DATING scams are now two a penny. But as Darling, a play written by Kathy Rucker, reminds us, love has long been used to scam lonely people out of their hard earned savings.
Inspired by a true story that took place in the 1980s in America’s Midwest, Darling tracks Peter’s quest to find love. A fraught journey that will at times make you wince.
Peter, magnificently played by Tom Edward-Kane, carries a ton of baggage around with him. All sagging shoulders and not a smile in sight.
He’s never forgiven himself for not being there when his mother died from a heart attack. Meanwhile, he spends his days and nights looking after his terminally ill – and rather demanding – father Roy (Colin Bruce) while doing a menial job sweeping floors to make ends meet. All rather grim.

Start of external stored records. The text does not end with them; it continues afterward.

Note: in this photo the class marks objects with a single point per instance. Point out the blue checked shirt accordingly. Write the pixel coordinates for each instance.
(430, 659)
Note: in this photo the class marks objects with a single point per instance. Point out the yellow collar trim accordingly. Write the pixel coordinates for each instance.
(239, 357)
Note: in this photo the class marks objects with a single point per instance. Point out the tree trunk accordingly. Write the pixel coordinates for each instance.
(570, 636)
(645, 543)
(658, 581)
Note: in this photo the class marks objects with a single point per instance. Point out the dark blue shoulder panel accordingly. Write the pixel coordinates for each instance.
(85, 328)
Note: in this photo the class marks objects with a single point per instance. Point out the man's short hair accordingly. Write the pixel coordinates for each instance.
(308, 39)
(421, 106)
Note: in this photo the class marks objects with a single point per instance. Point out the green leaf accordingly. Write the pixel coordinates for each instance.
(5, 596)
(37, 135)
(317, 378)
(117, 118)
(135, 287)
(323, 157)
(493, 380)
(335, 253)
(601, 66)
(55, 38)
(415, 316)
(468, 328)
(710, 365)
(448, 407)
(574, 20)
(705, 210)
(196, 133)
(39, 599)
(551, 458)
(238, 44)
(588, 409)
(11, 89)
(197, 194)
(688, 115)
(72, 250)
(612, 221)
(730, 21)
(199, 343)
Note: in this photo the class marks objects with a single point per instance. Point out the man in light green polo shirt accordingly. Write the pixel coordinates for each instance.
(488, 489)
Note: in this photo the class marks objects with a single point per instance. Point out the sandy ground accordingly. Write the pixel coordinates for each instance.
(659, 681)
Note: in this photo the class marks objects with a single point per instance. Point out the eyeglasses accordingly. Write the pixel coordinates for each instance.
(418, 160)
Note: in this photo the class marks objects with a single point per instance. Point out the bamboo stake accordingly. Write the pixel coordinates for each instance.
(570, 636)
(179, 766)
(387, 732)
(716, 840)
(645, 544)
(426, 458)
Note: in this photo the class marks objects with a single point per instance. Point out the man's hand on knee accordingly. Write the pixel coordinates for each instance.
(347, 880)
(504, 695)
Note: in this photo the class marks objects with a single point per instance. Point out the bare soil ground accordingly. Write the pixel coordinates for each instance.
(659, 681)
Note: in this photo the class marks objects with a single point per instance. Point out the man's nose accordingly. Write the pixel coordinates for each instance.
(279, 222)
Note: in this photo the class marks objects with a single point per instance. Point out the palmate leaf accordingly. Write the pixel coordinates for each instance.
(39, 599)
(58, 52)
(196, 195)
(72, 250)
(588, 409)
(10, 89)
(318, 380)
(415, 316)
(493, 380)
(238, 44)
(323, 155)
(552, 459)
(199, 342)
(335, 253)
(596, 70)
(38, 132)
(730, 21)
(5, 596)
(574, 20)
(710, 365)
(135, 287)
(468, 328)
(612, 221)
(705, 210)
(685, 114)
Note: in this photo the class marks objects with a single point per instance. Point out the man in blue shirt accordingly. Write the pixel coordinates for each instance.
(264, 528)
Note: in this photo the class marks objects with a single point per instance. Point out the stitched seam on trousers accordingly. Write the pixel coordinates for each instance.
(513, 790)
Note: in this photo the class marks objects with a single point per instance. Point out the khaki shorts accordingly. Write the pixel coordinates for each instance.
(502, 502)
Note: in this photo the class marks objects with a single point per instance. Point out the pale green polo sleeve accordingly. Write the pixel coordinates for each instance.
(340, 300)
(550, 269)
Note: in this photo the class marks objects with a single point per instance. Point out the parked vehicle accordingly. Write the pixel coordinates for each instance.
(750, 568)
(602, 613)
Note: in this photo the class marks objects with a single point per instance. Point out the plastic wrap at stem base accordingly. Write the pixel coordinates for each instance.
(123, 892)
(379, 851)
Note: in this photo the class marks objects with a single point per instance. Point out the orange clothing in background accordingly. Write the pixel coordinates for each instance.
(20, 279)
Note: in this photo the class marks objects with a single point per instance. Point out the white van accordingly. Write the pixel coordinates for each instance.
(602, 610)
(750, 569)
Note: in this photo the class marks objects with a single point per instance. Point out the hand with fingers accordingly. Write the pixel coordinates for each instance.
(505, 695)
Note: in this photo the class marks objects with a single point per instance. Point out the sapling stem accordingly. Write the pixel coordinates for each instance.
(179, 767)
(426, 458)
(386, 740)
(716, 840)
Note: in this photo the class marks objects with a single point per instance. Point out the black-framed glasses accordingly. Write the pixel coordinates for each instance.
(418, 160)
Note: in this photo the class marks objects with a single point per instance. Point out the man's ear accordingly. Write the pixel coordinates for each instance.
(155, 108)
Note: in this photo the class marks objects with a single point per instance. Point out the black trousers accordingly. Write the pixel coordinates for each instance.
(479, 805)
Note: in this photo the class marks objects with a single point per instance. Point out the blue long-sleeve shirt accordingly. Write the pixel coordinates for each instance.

A cello that Peter occasionally plays shines a light on a brighter past – and maybe an opportunity lost.
Yet Peter’s life is then enlivened by correspondence he starts having with a woman called Angie (Lucia Young) on the back of a flyer he received in the post. Although she exists, Angie is sadly not quite the real thing. She’s a front for the scheming Dave (Heider Ali) who makes money from encouraging men to strike up a written relationship with women who don’t exist – in the hope of the victims sending in dollar bills as their heart-strings are pulled from pillar to post. Little do these men know whose pen is behind the letters they receive.

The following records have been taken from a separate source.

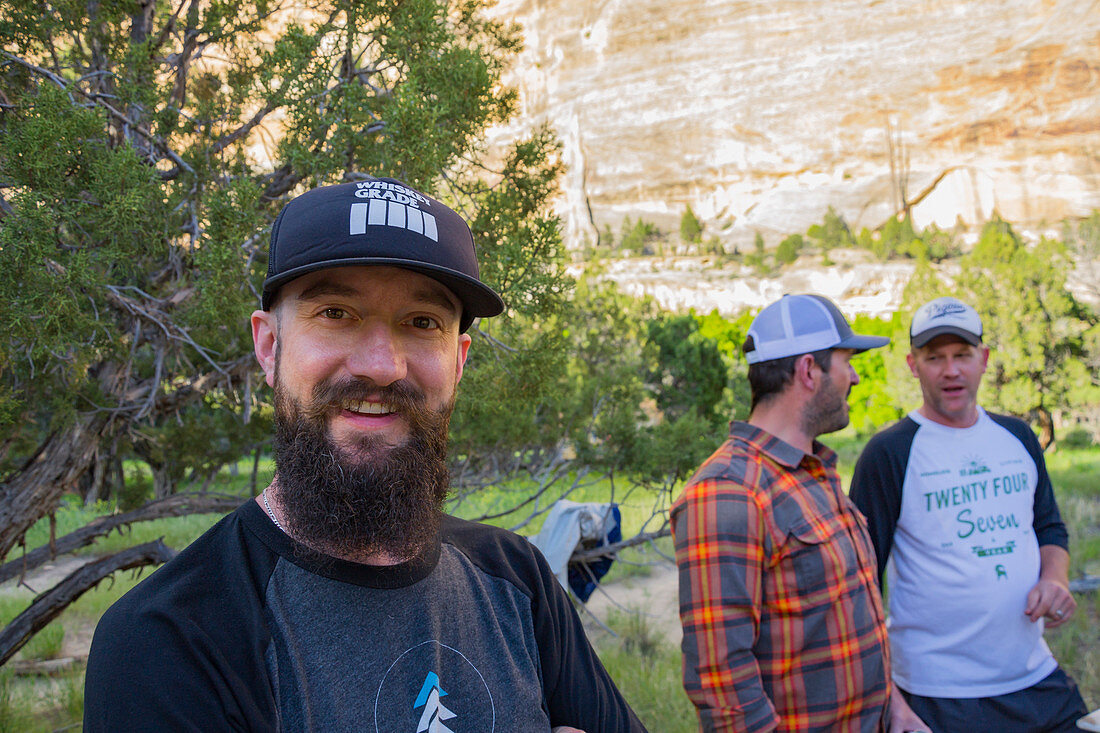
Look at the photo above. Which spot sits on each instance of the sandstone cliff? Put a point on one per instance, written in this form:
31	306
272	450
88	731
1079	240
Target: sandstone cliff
760	113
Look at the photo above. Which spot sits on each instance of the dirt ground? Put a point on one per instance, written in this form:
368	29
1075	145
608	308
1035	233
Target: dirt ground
655	595
77	634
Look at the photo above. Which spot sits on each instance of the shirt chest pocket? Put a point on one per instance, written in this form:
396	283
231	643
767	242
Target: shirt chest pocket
816	556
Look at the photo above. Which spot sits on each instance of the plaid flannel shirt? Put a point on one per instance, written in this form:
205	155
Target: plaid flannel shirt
783	624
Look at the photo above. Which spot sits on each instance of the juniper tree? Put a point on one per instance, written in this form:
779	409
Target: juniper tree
145	146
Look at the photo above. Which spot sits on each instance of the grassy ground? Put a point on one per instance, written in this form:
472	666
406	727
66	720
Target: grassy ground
646	666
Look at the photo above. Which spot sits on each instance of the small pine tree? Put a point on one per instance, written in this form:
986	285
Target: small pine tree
691	229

The relationship between Dave and Angie – loose business partners – is at best tempestuous. Dave is manipulative and unsympathetic to the hurt he is causing. Angie has a heart and like Peter has baggage of her own following a car accident she caused. She’s also gullible – like Peter.
The story is slow to unfold, painfully so in places, and for a while it’s difficult to decipher what is actually taking place on stage. Is it what is going on in Peter’s mind or is it reality?
But the second act draws all the loose ends together in powerful style. Peter decides to go and meet Angie in the flesh – primarily to retrieve some of his dead mother’s clothes that he had sent to Angie, but that Roy now wants back. It’s only then that the deceit unfolds.
There’s another twist or two at the bitter end. One that will make you wonder what crime Peter may have committed in a previous life to deserve the current one he is enduring. Another that will plant a seed in your mind as to whether Dave’s deceit was as evil as it appears.
Directed by Scott Le Crass, Darling benefits from great acting – even Bruce’s cameo as Roy is quite marvellous. A play that will make you think twice about going anywhere near a dating website again for fear of being scammed by a clone of Dave.